The bulleted lists provided focus on key features of the parts in question, expanding upon the botanical description and using the simplest possible language. The intention is to separate the complex description of a plant into a list of simpler features that can be checked one by one. Both positive characters (those which should be present) and negative characters (those which should not be present in correctly identified material) may be noted. Sensory or organoleptic characters (e.g., taste and odor) are also listed, as these are often very important, although people vary in their ability to discern different tastes and smells. Other such characters include texture and (for roots and barks) the fracture, or how hard a dried piece is and how it breaks, which was an important character in traditional pharmacognostic descriptions. The language used in that literature to describe fracturing is diverse and perhaps rather subjective, but there is a palpable and visible difference between a hard, short fracture and a very fibrous fracture or a brittle fracture. Tasting, smelling, feeling and breaking as many plant samples as possible will help to develop the ability to perceive subtle differences among botanicals. Although lab tests requiring expensive or restricted reagents have not been discussed in this manual, there are a few very simple chemical tests which may enhance one’s confidence in the identity of certain botanicals. These have been mentioned briefly under the relevant entries.
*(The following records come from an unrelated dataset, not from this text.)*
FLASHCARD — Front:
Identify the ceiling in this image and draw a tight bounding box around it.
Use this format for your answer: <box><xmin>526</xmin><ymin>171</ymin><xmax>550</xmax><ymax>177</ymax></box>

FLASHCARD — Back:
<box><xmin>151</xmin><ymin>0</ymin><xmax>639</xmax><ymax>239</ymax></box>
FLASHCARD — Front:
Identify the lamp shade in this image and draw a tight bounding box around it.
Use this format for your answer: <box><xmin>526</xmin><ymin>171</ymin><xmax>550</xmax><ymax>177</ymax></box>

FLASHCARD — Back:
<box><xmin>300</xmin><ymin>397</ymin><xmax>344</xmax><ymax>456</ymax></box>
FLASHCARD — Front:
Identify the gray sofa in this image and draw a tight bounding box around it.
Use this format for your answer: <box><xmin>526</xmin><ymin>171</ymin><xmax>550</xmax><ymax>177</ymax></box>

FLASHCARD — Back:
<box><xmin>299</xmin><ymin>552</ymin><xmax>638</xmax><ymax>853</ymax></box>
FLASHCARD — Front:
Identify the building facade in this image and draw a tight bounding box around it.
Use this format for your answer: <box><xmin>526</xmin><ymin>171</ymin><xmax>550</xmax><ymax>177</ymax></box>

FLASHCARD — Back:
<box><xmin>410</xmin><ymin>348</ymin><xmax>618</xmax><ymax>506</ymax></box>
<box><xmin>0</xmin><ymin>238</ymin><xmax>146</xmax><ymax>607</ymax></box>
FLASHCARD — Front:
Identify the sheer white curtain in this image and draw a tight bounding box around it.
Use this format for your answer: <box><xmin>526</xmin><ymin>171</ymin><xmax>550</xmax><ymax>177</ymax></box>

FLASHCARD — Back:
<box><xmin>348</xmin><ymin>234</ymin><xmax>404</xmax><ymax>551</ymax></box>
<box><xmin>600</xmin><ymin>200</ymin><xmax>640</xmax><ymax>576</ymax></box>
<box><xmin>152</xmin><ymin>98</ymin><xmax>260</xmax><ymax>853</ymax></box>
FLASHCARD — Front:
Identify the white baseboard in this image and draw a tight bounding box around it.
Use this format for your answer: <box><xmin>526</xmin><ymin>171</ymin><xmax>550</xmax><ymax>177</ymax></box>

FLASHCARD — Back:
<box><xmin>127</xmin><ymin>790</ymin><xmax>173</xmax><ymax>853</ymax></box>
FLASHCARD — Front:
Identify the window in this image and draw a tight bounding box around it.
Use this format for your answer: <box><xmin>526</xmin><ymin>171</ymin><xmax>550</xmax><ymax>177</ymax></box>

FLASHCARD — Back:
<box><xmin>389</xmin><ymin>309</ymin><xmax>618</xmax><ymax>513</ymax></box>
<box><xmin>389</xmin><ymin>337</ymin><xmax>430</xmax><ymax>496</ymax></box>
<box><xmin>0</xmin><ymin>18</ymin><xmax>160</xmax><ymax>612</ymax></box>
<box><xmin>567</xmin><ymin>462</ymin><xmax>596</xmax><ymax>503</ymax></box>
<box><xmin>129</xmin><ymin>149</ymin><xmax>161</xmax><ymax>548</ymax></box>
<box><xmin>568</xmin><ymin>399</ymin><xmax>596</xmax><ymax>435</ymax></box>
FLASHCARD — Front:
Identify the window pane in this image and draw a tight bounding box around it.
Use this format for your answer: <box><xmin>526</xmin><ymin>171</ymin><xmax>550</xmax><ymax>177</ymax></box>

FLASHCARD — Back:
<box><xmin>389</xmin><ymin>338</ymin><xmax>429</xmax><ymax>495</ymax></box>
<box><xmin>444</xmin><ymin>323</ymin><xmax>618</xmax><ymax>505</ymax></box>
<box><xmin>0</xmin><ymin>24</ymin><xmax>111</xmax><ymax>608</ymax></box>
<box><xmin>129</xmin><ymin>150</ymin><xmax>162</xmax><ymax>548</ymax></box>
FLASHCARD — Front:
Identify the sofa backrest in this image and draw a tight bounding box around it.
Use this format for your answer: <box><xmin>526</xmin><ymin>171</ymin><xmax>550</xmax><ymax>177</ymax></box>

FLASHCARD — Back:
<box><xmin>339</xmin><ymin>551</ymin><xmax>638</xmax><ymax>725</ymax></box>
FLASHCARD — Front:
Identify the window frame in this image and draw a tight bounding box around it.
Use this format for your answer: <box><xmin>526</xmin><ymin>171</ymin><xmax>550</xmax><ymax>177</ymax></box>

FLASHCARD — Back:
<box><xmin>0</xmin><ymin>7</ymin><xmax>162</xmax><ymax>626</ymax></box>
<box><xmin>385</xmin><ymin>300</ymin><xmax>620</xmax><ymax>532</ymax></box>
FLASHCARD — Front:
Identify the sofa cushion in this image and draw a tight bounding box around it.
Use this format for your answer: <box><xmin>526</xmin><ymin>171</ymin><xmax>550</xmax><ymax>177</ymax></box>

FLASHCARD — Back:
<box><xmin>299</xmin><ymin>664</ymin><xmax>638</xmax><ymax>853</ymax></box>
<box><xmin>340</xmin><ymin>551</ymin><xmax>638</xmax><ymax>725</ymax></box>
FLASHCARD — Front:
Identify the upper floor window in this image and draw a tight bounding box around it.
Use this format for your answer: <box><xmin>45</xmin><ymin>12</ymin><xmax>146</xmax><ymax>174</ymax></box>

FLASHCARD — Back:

Certain species have been reported in pharmacognostic literature to be inappropriately present in material that was sold as some other species. This can be the result of accidental substitution (in which the wrong plant is mistakenly identified as the correct one, or believed to be interchangeable with it), accidental contamination (in which some admixture of the wrong plant is harvested along with the correct one), or fraud (in which a cheaper plant is deliberately substituted for or mixed with the correct species). Adulteration can also involve the use of improper plant parts of the correct species, for example, the inclusion of many large stems in a product supposed to be made from leaves only. In common speech, “adulteration” implies the deliberate manufacture of low-quality products. In the botanical industry, “adulteration” is used generically to refer to any inclusion of incorrect plant species or plant parts in excessive quantity, whether deliberately or by accident. It is used here in that sense, so no imputation of motives is implied or should be assumed: most reported adulteration is unintentional. Related species of commercial importance may also be discussed in or around this section even if they are not known to be adulterants of the primary species. Means of distinguishing wild-collected plants from relatives found in similar habitats may be mentioned; again, this does not necessarily indicate that adulteration with those relatives has been reported to be a problem in practice, only that it could be possible.


References used in compiling each entry are cited at the end of that entry. These frequently contain further information, omitted here, that might be valuable to those interested in a specific plant. Several major pharmacognostic or botanical references that were used frequently, together with some general references useful for such subjects as nomenclature or anatomy, are additionally listed in the reference section at the back of the manual.


To aid the reader in interpreting descriptions, botanical illustrations are provided for many plants. Multipart figures occasionally include illustrations of a particularly important adulterant or relative as well as the primary species, so check the caption!

Please note that in some botanical entries the order of these sections may be changed in order to allow the identification information to remain in close proximity to the corresponding figure.